The list of things that I should have done to prepare for a comfortable retirement is long, but today I'm writing about the few things that I did do right, not because of good planning but mostly by luck.
1. Pay off your mortgage: When I retired we had no mortgage. I had read once somewhere about the cost of mortgages and how much you can save if they are paid off early. The last time we moved we got a 15 year mortgage rather than a 30. Occasionally, when we could afford it, we paid an additional sum on the principal. Once our children graduated from college we had more disposable income and we accelerated our payments. Once our mortgage was gone, we didn’t increase our spending, but rather increased the amount we saved each month. (Well, we did spend a little more on upgraded vacations!) Owning our home allows us to maintain our lifestyle at a lower total monthly cost.

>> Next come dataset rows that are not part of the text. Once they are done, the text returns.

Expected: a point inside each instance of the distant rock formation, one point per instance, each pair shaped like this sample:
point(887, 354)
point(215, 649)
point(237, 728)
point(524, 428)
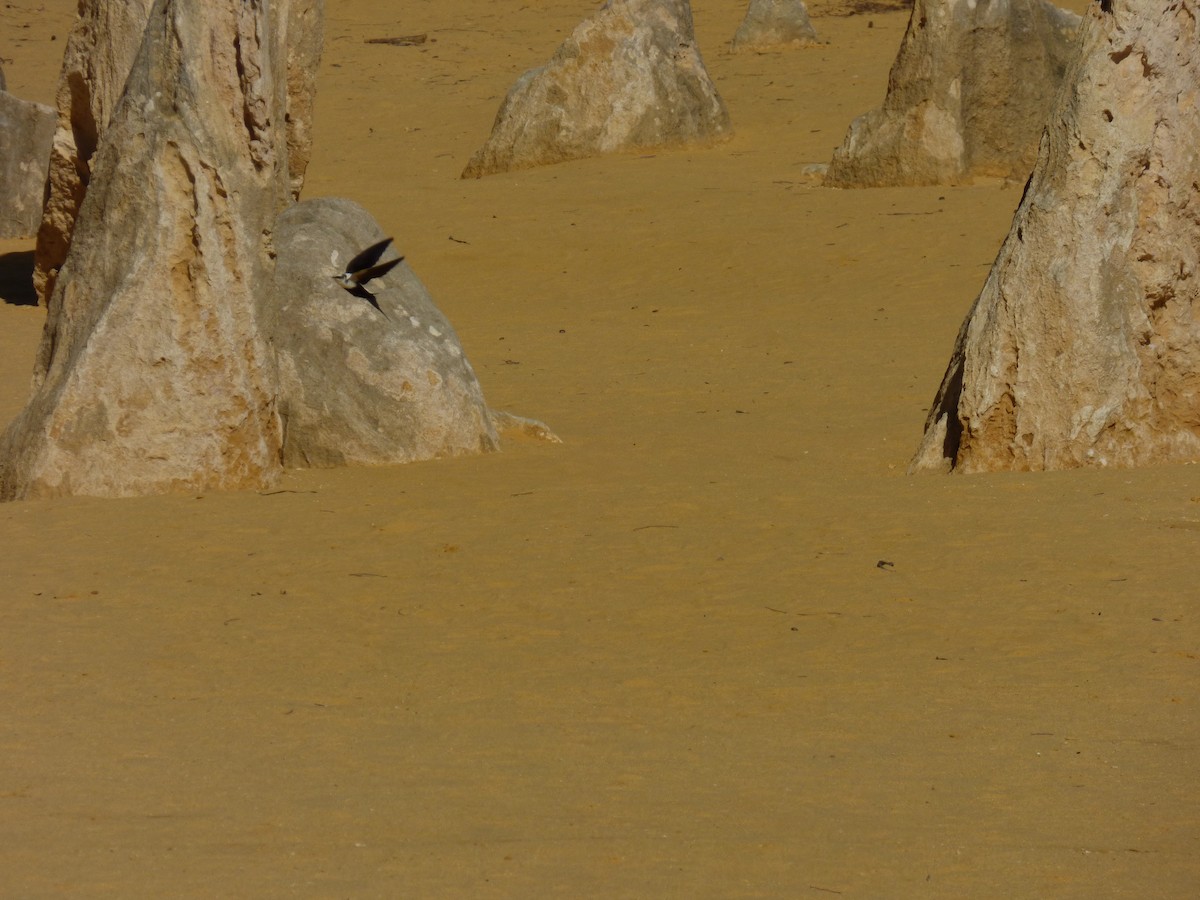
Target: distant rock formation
point(99, 57)
point(771, 24)
point(630, 77)
point(25, 132)
point(969, 95)
point(154, 372)
point(1084, 347)
point(361, 385)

2. Pay off outstanding debts: We are debt free. If we use a credit card, we pay off the balance every month. Our cars, our boat, our toys are all paid for. When we bought our RV a few months ago, we paid cash. Even with low interest rates, there is a cost to using credit. I prefer to use that money to enhance my lifestyle rather than provide profits for a credit card company. Because we are debt free, it is easy for us to manage our monthly bills. Our monthly living costs are pretty low.
3. Live below your income: We have always lived within our income. When we were first married and had entry level jobs, we lived paycheck to paycheck…but we did not rack up credit card debt. Our credit cards were really a safety net, used only in an emergency when we didn’t have money to pay for an unforeseen event. If we had to use them, we made paying off the balance a priority in our budget. We have never lived large. Once we started earning more than subsistence level salaries, we started saving. We spend less each month than we take in. We don’t buy anything until we have the money to pay for it or until our monthly income is large enough to absorb payments.

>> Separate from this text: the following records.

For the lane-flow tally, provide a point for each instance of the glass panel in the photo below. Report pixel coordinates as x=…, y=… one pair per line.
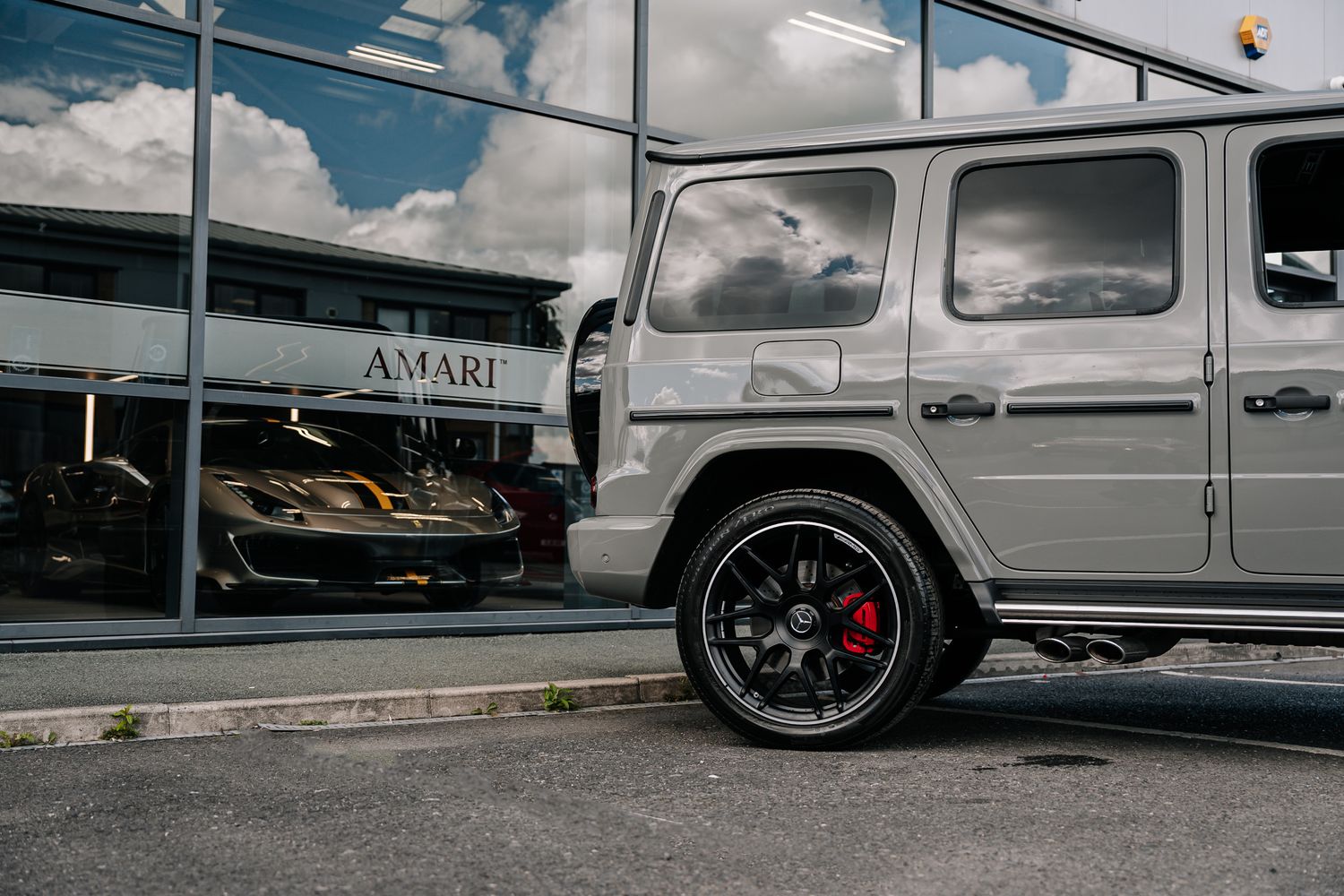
x=88, y=512
x=1030, y=241
x=309, y=512
x=1301, y=190
x=567, y=53
x=983, y=66
x=96, y=134
x=766, y=253
x=750, y=66
x=426, y=249
x=1164, y=88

4. Try living on your retirement income before you take the plunge: My husband has not yet retired. He would like to retire in the near future. He does not have as generous a pension plan as I do, so we know his retirement will reduce our total income. Since I retired we have lived on his income only and banked my pension checks each month. This has provided us with some insights into living on a reduced income, and safely allowed us to explore if total retirement at a reduced income is comfortable for us. It has also been a good transition period for me. We have not dramatically changed our lifestyle, but I am not as free-wheeling at spending as I used to be when I worked. I know that it takes much longer to rebuild our checking account balance at our reduced monthly income level. If my husband were to retire now, we know we would have to change our spending habits to live below our income. It’s a balancing act and we’re trying to find the perfect tipping point for us.
5. Have a back-up plan for increasing income: A part-time job is a good financial safety net for retirees. I am fortunate to have a teaching license that allows me to substitute in our local schools. Because substitutes are in high demand in our area, I can work as much or as little as I like. I use the money I earn substituting to pay for vacations and flights to see my grandchildren. I substitute one or two days a week. If I don’t feel like working, I don’t have to accept a job. For me, a recluse by nature, it forces me get out of the house and interact with people…and I’ve taken quite a few vacations on the money I earned without diminishing my account balance.

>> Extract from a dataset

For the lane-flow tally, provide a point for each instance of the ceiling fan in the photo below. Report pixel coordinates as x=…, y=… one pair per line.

6. Start saving early: When my children were toddlers I purchased US savings bonds every month by having the cost deducted automatically from our checking account. After a few months, we didn’t miss the money. Every month those bonds came in the mail, one for each of my two children and one for my husband and me, until the bank ended the program. The children used their bonds to help pay college costs and we still have our stack of bonds to use in retirement. Both my husband and I took advantage of retirement saving programs offered by our employers. It is surprising how that money has grown over the years. I do regret that we didn’t save more aggressively, but I am thankful that we took the small steps that we did.
7. Have a plan for medical insurance: I could retire early because my employer pays the majority of the cost of my and my spouse’s medical insurance until I am eligible for medicare. Cost of private insurance with my pre-existing conditions would be prohibitive. When I started working for my former employer, I didn’t pay a lot of attention to the early retirement options in my contract because retirement seemed a long way off. I was fortunate to be able to take advantage of this benefit. As you approach eligibility for retirement it is smart to review your employment contract so you know if keeping your employer's medical plan is an option.
8. Get familiar with your employer’s retirement qualifications and benefits: Many retirement benefits are being renegotiated in light of the current financial crisis. It is important to keep on top of changes. I retired before changes in actuarial tables would have reduced my benefits. A good friend of mine retired this year from the Oregon education system because a change in her negotiated contract would end her entitlement to seven years of district paid medical insurance. She decided to retire before the new provisions took effect and that allowed her to keep a benefit that is worth well over $100,000.00 to her over the next seven years.
9. Walk away: Emotionally it was difficult for me to let go of my work life, perhaps because I made the decision to retire only a month before my final day of work. I didn’t try to hang on to elements of my former life. No lunches with former coworkers and/or dropping by to say hello. After Christmas when everyone went back to work, I went to Hawaii. I wasn’t available for questions because I wasn’t at home. It helped me to make a clean break.